Worse still is the well-read menace, who’s hardly started dinner before she’s praising Virgil

Juvenal - The Sixteen Satires

The drawback of reading ancient books is that the publishers fill them with academic junk.  Lines are numbered like they’re biblical verses, there are more pages of endnotes than there are in the text itself, and, before you can even get started, you’re expected to read a 100-page scholarly introduction.  God forbid anyone should read these texts without first being told exactly how they’re supposed to feel about them.

I think I know what Juvenal would say about that.  He’s a mean bastard.  He wrote 16 satires, or, as we would call them today, rants, just to tell us that everyone in Rome totally sucks.  All the men are closet homosexuals, and all the women whores.  And, like, once, he was invited for dinner to a rich guy, and was served bad food.  There’s no proper morals any more, and the youths are all doing reality TV nowadays, all with their rollerskates and their walkmans and their stepping on my goddam lawn.

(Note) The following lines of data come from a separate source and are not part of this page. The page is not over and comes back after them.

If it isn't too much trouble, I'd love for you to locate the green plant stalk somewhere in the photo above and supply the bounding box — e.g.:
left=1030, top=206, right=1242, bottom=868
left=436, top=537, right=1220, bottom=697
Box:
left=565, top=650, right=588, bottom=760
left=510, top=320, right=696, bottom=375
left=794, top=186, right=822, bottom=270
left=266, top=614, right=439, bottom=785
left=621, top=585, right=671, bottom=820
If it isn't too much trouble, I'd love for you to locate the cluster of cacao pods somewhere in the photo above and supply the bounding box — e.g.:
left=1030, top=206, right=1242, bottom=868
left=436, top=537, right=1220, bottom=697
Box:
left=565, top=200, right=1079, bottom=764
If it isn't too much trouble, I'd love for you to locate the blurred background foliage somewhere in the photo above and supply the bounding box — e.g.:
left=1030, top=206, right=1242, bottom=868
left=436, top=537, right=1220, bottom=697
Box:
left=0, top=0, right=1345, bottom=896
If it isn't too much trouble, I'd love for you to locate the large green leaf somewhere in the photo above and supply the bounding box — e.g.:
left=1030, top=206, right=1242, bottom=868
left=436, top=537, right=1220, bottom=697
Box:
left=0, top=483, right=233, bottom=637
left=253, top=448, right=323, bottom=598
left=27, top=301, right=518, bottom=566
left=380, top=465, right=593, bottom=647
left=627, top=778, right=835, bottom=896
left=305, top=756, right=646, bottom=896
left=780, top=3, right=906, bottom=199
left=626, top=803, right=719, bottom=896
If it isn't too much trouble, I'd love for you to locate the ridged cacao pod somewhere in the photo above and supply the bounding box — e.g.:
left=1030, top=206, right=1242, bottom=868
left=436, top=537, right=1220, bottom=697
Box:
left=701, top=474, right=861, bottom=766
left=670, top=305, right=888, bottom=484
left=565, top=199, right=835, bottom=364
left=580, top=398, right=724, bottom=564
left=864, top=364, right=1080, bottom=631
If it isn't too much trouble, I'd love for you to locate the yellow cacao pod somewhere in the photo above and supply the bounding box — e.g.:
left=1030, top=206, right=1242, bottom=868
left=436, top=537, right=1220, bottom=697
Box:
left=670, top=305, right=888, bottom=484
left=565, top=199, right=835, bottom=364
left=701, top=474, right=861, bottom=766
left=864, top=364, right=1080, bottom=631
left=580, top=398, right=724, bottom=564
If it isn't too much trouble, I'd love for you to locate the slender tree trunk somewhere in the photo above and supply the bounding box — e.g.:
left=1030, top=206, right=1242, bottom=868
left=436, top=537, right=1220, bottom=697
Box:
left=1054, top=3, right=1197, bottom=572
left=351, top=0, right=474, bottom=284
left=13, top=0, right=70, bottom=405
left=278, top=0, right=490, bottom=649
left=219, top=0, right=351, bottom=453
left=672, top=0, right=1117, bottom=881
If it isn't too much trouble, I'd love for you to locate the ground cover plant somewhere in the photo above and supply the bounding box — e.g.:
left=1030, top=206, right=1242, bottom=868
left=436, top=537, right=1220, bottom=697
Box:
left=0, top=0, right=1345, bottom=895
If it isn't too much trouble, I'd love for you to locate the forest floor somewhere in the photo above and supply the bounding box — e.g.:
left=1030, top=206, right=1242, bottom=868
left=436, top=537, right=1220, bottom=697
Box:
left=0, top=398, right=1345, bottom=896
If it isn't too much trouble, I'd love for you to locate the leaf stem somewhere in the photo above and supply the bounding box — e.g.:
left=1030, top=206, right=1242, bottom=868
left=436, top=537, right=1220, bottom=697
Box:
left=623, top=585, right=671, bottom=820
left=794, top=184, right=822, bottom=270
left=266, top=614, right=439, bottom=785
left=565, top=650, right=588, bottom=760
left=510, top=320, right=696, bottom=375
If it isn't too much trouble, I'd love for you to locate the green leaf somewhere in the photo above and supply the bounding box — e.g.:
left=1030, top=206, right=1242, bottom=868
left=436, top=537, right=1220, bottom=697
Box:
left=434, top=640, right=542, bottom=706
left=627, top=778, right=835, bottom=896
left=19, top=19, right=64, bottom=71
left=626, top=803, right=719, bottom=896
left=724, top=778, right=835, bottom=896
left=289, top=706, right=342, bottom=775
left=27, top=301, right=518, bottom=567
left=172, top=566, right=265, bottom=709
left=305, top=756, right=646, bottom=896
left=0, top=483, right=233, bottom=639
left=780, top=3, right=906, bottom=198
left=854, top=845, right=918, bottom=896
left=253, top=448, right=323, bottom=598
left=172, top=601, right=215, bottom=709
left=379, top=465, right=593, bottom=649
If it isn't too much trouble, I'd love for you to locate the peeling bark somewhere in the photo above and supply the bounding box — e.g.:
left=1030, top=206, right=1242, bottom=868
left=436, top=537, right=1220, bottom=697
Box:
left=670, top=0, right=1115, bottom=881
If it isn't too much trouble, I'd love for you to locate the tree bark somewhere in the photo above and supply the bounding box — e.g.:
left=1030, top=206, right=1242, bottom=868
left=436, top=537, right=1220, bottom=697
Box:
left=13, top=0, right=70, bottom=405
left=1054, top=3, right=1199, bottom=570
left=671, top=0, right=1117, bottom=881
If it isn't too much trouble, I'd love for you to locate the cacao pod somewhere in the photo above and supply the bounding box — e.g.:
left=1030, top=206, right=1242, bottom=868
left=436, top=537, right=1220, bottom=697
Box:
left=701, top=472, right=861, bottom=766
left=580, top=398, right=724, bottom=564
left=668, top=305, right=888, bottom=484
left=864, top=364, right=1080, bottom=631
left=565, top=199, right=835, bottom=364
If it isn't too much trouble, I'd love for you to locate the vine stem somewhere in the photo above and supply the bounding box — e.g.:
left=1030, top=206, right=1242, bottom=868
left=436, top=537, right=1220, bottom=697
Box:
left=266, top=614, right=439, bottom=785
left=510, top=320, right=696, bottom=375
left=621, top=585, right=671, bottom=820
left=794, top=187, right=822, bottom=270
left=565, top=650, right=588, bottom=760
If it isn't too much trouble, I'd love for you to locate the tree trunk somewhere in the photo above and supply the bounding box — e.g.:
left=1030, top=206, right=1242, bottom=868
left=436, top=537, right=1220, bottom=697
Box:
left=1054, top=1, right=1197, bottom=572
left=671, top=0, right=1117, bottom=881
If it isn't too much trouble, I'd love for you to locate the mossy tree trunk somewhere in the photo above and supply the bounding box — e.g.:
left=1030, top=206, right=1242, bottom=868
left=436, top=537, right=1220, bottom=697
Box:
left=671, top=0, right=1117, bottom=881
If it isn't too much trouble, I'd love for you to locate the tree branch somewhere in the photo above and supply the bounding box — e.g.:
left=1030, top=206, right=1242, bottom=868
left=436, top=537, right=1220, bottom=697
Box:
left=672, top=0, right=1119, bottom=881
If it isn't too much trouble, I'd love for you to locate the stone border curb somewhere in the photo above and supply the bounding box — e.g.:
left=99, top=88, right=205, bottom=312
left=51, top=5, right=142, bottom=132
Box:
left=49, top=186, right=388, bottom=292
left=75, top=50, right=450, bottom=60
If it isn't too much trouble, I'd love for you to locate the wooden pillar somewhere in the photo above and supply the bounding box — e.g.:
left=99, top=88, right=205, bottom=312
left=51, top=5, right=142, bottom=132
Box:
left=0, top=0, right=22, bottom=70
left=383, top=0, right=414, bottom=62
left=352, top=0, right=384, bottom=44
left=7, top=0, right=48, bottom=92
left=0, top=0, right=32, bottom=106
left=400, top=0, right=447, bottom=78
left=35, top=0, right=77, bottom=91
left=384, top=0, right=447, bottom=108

The glory of Antiquity rubs off on anything that has survived the ages, but the truth is that Juvenal’s Satires are just the ramblings of some old misanthrope.  You can appreciate them for the clever way in which he whines, but it’s still whining.  I gave up half-way, fed up.  This is the age of internet flaming.  Juvenal is a good flamer, but I hope nobody takes the angriest thing I ever wrote online and preserve it for 2000 years, and publish it with endnotes and a long academic introduction.  Please don’t.